Steam rollered! ‘Damn, I thought, what a rotten example of facilitating. He reminds me of MacDonald!’
A man had put up his hand. The Prof directed our #1 presenter to the front as he walked to the back of the room to a waiting video camera. He said, “Oh by the way. Each presentation will be video taped. Once your five minutes are up, we’ll watch the tape and begin our critique.”
The man’s presentation took 5 minutes and the painful critique took the rest of the morning. Knowing the Prof mistook my confessional attempt for courage, I was sick with dread. At lunch, I barely managed a few lettuce leaves and a cup of strong tea.
Deciding to simply prepare a confessional statement for the group, I left lunch early. One of the other women ran to catch up with me. Not only did I need to be alone, she had deep, distracting and annoying hiccups. She said, “I’m glad you left early. I may need some help. – hic – When I get hiccups they don’t go away easily. I use several techniques to try to get rid of them. So if you are going to prepare your -hic- presentation, please ignore me while I do my best to stop -hic- these damned things. But I may need a little help with water.”
Suddenly a light went on! “Don’t stop them,” I said excitedly.
“PLEASE! You’ll save my life if you keep hiccuping. Honest you’ll see why I’m saying this.”
My new friend sat hiccuping gallantly as the participants returned to the room. Various people mumbled suggestions to her, but I’d just smile at her and shake my head.

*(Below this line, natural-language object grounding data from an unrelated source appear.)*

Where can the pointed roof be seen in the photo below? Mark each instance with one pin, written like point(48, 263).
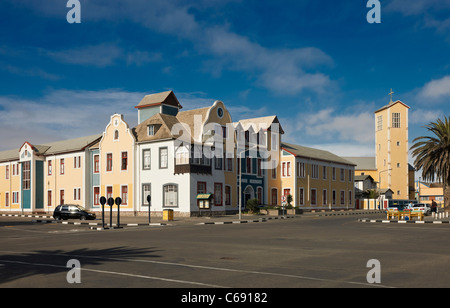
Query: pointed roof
point(392, 104)
point(257, 123)
point(307, 152)
point(53, 148)
point(167, 98)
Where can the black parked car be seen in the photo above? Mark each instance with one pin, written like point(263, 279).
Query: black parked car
point(69, 211)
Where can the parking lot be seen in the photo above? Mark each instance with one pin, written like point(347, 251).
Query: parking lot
point(306, 251)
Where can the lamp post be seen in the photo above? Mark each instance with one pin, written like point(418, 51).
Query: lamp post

With knees knocking, but with immeasurable enthusiasm, I began my presentation. “Today I’m going to teach you a successful method to stop hiccups. Marla tells me she has them frequently and has great difficulty getting rid of them. What’s the average amount of time you have to tolerate these, Marla, before they go away?”
“Oh, -hic- a half hour if I’m lucky.”
“Thank you, Marla. Now, I want each of you to quickly take a bill out of your wallet and place it on the table in front of you.”
With respect for my limited time, they responded quickly. “How much would you say is on the table?” People threw out estimates…perhaps $100. “Write down how much money you have in front of you and show the people beside you.”
Thankfully, Marla’s hiccups continued – strong and regular. My knees were still vibrating and I prayed this simple technique, successful every time I used it, would not let me down today.
“Okay, pass the money to me. Pass it along quickly!”
When the bills arrived, I carried the bonanza to Marla. “Marla. Listen very carefully. This money could be yours! This whole pile of bills can be yours. I’m holding my other hand up. When I lower it, all you HAVE to do is…hiccup – loud and clear – and then the money is yours. BUT YOU HAVE TO HICCUP. After my hand comes down. Okay?”
She nodded and hiccupped. I continued, “There’s a pile of money here. I’m going to lower my hand in a second BUT you MUST hiccup. A good, loud, deep hiccup. Okay? The hand is now… DOWN!”
Marla could not hiccup.
The five minute timer rang. Still, Marla had not hiccupped. Her hiccups were gone. All the money was returned to the participants.
When the video was played back, I couldn’t believe how my determination appeared as confidence.
Is that what Old Man MacDonald had seen when a five year old kid only wanted to be heard? Did he also trust I had the ability to stay enthusiastic even after the bumps and grinds experienced by others?
I flew back to London marvelling over having been moved to the back of the row again. Mr. MacDonald passed me into Grade Two without any fanfare. However, when I told the Prof why my presentation ended up capturing the moment, he said, “I suggest you learned a great deal more than this course had to offer.”